Grâce au soutien financier de Movetia, l’agence suisse en charge de la promotion des échanges et de la mobilité, nous débutons un projet d’échange d’expériences entre entrepreneurs agricoles du Cameroun, de Côte d’Ivoire et de Suisse. Le but du séjour est donc d’échanger des pratiques entre professionnels de l’agriculture. La première étape est la visite de notre délégation camerounaise, accompagnée de nos collègues de Côte d’Ivoire à la Fondation rurale interjurassienne, de Courtemelon. Par la suite, Ivoiriens et Suisses viendront nous rendre visite en septembre au Cameroun. Ici, à Courtételle, je m’intéresse de près à la formation duale et à l’entreprenariat « à la Suisse ». Lorsque nous nous rendrons en Côte d’Ivoire, je m’intéresserai plus particulièrement au développement de nouvelles variétés de manioc ou d’igname. Le climat est le même qu’au Cameroun, je préfère donc sélectionner des variétés locales plutôt que des espèces produites je ne sais trop où.

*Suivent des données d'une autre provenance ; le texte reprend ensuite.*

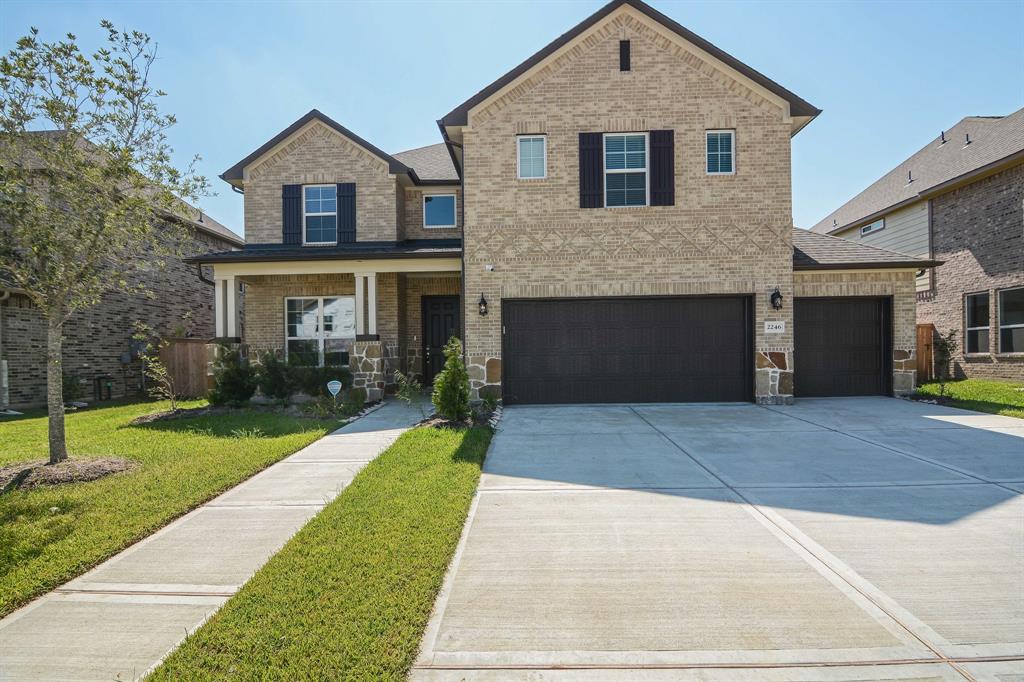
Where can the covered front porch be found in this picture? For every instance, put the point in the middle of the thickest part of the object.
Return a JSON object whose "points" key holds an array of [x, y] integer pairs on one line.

Et que pensez-vous apporter aux agriculteurs suisses qui vous rendront visite en septembre ?

Nos cultures sont encore relativement exemptes de produits phytosanitaires. À l’IAO nous sensibilisons nos élèves à ne pas tomber dans le piège du désherbage chimique et surtout, nous leur apprenons à ne pas reproduire les erreurs de l’agriculture intensive européenne. On cultive donc sans produits de synthèse. Cela peut être une source d’inspiration pour les agriculteurs suisses, surtout à une époque où la culture bio prend de l’ampleur. Réapprenons aux jeunes à éviter les pesticides, à privilégier les méthodes de lutte biologique et à utiliser les engrais organiques. Mais, pour être clair, l’objectif de ce projet est de consolider les échanges Nord-Sud, de favoriser les apports Sud-Nord et enfin de développer les échanges Sud-Sud, avec nos amis de Côte d’Ivoire.